Allocation concealment (selection bias) Unclear risk Not stated.
Blinding of participants and personnel (performance bias) 
 All outcomes Unclear risk Although there was no blinding this would not affect the resolution of the abscess.
Blinding of outcome assessment (detection bias) 
 All outcomes Unclear risk The authors reported that no blinding was done. However blinding of outcome assessors is not possible due to the nature of the interventions and therefore difficult to judge whether this has an impact.
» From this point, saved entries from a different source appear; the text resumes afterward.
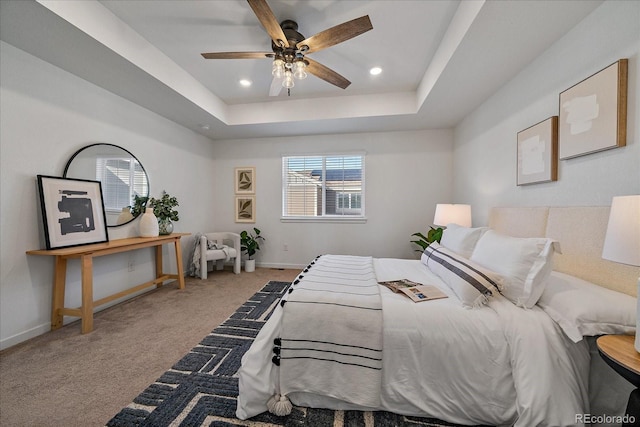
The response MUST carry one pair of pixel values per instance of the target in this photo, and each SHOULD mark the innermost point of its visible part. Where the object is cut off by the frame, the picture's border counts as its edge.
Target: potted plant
(433, 235)
(163, 210)
(250, 243)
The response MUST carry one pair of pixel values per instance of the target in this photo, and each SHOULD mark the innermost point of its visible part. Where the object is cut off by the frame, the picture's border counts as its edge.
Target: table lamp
(456, 214)
(622, 241)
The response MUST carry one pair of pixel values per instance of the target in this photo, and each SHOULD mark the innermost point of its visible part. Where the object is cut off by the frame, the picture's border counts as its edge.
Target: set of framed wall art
(592, 117)
(245, 190)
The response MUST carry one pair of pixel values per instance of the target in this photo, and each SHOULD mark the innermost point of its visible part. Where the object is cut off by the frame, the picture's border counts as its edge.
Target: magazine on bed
(414, 290)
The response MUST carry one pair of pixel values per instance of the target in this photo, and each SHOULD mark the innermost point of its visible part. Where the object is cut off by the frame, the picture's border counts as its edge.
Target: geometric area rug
(201, 388)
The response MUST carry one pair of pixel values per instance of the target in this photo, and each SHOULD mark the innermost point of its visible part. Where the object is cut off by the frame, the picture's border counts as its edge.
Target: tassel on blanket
(279, 405)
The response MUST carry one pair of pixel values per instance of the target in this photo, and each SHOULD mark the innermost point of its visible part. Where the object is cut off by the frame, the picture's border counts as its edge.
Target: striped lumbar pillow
(471, 283)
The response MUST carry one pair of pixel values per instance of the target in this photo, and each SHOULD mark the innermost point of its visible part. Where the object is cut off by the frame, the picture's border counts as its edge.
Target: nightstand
(619, 353)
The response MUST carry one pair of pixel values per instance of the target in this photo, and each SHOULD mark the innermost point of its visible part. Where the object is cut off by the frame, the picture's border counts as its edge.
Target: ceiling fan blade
(276, 86)
(237, 55)
(268, 20)
(338, 34)
(326, 74)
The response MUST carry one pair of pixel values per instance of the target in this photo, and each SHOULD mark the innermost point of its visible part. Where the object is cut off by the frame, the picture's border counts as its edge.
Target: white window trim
(360, 219)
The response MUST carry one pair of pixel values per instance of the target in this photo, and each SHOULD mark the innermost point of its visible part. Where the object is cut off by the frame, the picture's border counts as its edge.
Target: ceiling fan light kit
(290, 47)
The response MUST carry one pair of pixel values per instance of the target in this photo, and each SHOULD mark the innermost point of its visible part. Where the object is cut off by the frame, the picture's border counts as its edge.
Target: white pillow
(582, 308)
(525, 264)
(471, 283)
(460, 239)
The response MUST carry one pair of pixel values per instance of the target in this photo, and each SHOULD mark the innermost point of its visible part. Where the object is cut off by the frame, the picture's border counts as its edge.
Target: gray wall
(485, 142)
(47, 114)
(407, 173)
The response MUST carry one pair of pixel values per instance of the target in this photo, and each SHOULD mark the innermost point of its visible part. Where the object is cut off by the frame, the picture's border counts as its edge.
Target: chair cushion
(215, 254)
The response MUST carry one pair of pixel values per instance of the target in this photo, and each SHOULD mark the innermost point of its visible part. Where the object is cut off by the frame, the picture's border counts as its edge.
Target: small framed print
(245, 178)
(245, 209)
(72, 211)
(538, 152)
(593, 113)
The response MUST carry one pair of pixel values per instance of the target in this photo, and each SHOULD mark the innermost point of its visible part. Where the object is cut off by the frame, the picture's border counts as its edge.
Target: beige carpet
(64, 378)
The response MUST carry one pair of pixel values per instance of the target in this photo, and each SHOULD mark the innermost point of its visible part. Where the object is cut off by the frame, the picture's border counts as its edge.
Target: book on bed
(414, 290)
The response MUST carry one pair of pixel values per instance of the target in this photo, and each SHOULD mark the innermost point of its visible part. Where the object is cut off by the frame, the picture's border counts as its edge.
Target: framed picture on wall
(593, 113)
(245, 209)
(538, 152)
(245, 180)
(72, 211)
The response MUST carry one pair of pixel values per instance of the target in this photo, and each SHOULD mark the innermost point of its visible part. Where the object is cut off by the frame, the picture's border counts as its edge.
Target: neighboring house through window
(328, 187)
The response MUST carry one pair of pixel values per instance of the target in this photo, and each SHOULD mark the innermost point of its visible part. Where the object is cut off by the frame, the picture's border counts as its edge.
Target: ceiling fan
(290, 48)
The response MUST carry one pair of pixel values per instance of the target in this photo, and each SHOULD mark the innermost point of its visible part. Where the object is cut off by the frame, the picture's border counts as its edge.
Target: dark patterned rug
(201, 389)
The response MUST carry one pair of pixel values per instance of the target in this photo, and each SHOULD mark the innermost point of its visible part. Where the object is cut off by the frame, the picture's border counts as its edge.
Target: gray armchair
(219, 247)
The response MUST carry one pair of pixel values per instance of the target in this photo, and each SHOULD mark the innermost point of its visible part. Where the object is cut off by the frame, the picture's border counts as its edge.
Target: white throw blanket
(331, 340)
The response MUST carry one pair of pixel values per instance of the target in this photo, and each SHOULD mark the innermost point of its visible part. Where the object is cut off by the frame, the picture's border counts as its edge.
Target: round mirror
(121, 174)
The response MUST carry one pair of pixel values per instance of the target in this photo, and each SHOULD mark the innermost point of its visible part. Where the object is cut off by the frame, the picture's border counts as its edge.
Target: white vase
(125, 216)
(149, 224)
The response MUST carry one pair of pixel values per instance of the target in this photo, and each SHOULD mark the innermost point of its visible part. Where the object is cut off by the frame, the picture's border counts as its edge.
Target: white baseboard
(25, 335)
(285, 266)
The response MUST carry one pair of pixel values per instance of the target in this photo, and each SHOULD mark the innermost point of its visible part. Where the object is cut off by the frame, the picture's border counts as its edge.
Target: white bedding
(499, 364)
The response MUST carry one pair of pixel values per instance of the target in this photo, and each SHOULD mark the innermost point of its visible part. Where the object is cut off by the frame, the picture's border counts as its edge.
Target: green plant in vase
(433, 235)
(139, 205)
(163, 209)
(249, 242)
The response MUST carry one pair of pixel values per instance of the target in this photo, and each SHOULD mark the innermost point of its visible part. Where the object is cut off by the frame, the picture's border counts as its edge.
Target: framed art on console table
(72, 211)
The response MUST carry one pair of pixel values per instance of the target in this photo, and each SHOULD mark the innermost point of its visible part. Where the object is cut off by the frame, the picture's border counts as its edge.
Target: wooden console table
(86, 254)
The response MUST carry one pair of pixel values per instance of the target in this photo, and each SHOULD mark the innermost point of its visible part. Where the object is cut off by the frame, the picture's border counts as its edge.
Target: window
(122, 178)
(328, 187)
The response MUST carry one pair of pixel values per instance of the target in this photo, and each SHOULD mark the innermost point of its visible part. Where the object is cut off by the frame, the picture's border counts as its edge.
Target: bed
(491, 353)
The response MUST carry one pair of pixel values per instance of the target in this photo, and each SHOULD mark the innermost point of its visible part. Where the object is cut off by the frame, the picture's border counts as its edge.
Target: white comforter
(499, 364)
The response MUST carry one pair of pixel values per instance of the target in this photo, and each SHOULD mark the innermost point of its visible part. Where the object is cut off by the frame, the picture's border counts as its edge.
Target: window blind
(121, 178)
(323, 186)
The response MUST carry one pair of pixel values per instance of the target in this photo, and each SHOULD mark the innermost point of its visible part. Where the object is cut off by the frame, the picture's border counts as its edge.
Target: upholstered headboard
(580, 231)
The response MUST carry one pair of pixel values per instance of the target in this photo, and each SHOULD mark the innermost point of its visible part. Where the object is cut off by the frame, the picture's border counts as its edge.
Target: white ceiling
(440, 59)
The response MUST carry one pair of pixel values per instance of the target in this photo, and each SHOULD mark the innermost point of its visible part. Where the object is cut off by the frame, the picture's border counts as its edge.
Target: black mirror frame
(66, 169)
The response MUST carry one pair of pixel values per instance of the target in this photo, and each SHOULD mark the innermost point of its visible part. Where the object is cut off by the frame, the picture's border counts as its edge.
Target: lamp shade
(622, 241)
(452, 214)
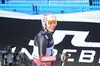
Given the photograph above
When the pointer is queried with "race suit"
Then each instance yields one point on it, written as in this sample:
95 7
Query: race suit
43 45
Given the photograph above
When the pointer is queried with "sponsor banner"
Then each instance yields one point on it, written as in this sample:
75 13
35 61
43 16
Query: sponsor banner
80 40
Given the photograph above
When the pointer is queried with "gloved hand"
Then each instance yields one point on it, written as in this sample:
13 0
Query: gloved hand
62 57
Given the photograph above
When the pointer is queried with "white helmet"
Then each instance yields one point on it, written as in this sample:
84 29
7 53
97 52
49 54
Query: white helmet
47 17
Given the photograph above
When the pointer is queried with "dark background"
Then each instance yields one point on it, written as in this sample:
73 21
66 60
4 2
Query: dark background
18 32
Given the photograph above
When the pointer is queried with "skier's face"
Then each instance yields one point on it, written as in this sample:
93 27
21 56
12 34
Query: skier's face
51 24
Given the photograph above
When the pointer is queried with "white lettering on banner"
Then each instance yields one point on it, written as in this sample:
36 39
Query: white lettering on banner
69 55
78 40
87 56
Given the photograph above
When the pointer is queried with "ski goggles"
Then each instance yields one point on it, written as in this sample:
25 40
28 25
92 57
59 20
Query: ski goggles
52 22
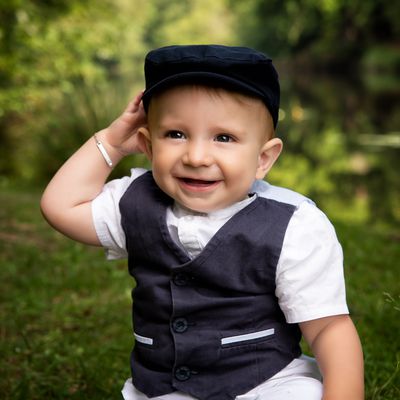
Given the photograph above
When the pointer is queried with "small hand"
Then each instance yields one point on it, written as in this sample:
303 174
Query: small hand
122 134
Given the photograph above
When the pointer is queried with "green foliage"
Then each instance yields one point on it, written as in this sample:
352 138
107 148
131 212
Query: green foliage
328 31
65 311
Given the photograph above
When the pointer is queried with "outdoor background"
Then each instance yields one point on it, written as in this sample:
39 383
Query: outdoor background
67 69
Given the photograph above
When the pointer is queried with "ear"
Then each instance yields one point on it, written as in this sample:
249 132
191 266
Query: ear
269 153
144 139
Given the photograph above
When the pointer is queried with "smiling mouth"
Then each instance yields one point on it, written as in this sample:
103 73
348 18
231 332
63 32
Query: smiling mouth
198 184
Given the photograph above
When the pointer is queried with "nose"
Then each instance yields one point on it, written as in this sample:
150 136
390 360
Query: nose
197 154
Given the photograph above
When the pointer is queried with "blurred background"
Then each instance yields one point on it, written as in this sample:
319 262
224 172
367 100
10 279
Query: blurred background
68 68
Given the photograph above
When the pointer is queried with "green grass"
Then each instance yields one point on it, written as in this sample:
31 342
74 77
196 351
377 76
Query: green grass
65 312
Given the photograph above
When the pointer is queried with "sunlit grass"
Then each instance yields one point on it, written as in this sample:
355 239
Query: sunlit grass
65 311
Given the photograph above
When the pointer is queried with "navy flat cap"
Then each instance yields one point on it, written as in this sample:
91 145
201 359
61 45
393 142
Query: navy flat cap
236 68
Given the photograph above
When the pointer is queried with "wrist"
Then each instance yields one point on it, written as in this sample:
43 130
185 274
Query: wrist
110 153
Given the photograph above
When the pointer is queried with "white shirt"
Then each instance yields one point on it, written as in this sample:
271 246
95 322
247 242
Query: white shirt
309 276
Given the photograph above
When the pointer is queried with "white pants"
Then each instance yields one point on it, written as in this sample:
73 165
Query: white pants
300 380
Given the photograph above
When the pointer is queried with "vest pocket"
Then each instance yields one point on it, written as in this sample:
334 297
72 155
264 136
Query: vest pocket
247 338
143 339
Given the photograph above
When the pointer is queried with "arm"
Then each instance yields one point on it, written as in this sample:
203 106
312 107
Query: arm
336 346
66 202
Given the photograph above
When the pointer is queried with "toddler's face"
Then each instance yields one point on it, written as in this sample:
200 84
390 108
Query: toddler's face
208 147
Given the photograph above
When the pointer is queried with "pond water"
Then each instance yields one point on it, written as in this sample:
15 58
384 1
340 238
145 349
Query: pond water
342 144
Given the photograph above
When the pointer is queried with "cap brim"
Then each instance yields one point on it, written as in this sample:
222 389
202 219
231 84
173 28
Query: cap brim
198 77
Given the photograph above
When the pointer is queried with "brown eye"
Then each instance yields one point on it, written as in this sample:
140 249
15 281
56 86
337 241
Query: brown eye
224 138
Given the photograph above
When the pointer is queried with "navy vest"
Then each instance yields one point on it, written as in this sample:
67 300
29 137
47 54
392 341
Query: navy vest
210 327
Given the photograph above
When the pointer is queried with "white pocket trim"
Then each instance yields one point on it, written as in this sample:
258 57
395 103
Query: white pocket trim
248 336
143 339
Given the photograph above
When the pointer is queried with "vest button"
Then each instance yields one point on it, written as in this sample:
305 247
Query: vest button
180 325
181 279
182 373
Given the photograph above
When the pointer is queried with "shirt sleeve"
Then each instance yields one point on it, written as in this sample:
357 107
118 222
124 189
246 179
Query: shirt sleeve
107 217
309 278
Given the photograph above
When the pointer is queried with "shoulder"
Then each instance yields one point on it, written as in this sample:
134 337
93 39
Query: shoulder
307 220
265 190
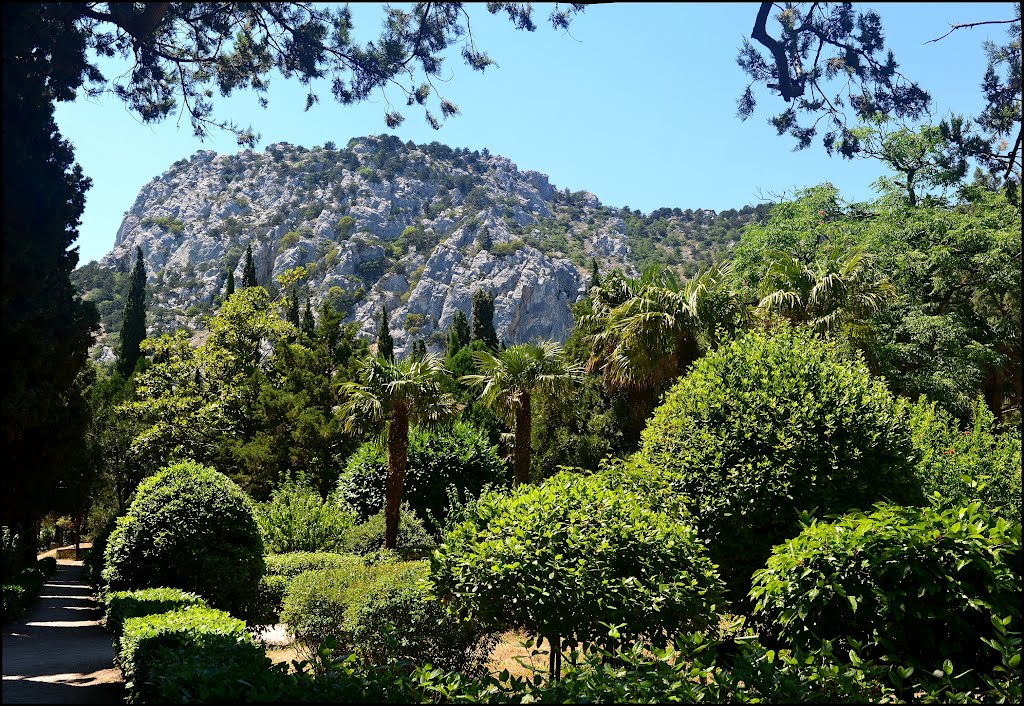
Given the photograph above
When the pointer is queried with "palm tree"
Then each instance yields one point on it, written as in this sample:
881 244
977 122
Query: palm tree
645 332
395 393
511 377
836 294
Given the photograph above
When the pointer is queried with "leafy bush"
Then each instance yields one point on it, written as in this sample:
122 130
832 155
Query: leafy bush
94 556
392 615
769 426
459 456
909 584
281 569
961 466
23 588
162 654
297 518
368 537
573 556
383 613
124 605
190 528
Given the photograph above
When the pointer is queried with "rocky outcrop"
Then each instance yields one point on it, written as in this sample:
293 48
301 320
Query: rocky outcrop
417 229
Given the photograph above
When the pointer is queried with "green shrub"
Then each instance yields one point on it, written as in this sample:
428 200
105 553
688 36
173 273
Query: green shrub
915 585
94 556
281 569
155 648
383 613
190 528
570 557
368 537
124 605
392 615
314 607
459 456
297 518
767 427
961 466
Incomplete outcome data (attrition bias) 
 All outcomes Unclear risk 33 women were randomised to the ultrasound needle aspiration group with 32 allocated to the I&D group. The authors indicated that 29 were effectively treated by ultrasound‐guided needle aspiration group and 31 in the incision group with no reason being given. These numbers have not been included in the analysis and no ITT was done. Authors contacted and awaiting response.
Selective reporting (reporting bias) Low risk All outcomes prespecified in the methods section have been addresses.
Other bias Unclear risk Women in both arms were excluded from the study if they were shown to be resistant to cloxacillin after randomisation and it is not known how many women were resistant to cloxacillin in both arms. Authors declared no conflict of interest.